Weihnachtspredigt von Bischof Konrad Zdarsa
Görlitz - Zum zweiten Mal innerhalb der letzten zehn Jahre hat die ARD die Feier der Christnacht aus der Kathedrale St. Jakobus, Görlitz, übertragen. In seiner Predigt betonte Bischof Konrad Zdarsa die Folgen der Geburt Jesu gerade auch für den Menschen von heute, denn es sei Aufgabe jedes einzelnen Christen: Von dem Zeugnis zu geben „was sie gehört und gesehen haben“, das heißt den Menschen ihrer Umgebung die Ereignisse von Bethlehem zu deuten und zu erschließen.Da das Wort Gottes ganz nahe in unserem Mund und Herzen ist, müssen wir auch danach handeln, so der Bischof wörtlich: „Wer fortan den Menschen verachtet, verachtet Gott. Wer den Leib des Menschen schändet, schändet Gott. Wer aber den Menschen achtet, achtet Gott. Wer sich für den Menschen einsetzt, setzt sich für Gott ein.“ Die Völkerverbindende Aufgabe des Bistums Görlitz wurde bei dieser Feier dadurch verdeutlicht, dass Domkapitular Prälat Jan Mycek, Pfarrer in Zgorzelec, dem polnischen Teil von Görlitz, als Konzelebrant mit am Altar stand.
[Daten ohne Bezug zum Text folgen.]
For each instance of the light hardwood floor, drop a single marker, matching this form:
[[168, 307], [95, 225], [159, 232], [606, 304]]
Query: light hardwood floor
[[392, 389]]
In seinem Schlusswort forderte Bischof Konrad die Mitfeiernden des Gottesdienstes auf, das was ihnen in dieser Heiligen Nacht verkündet und geschenkt worden sei, was sie empfangen haben, auch an andere weiterzugeben und wünschte allen „von Herzen frohe und gesegnete Weihnacht“.
Festlich gestaltet wurde die Eucharistiefeier von Domchor und Orchester durch die Aufführung der „missa de nativitate domini nostri Jesu Christi“ Opus 92 (genannt Christkindelmesse) von Josef Gruber, unter Leitung von Kirchenmusikdirektor Thomas Seyda, wobei der Gesang des „Transeamus“ von Josef Schnabel einen besonderen Höhepunkt bildete.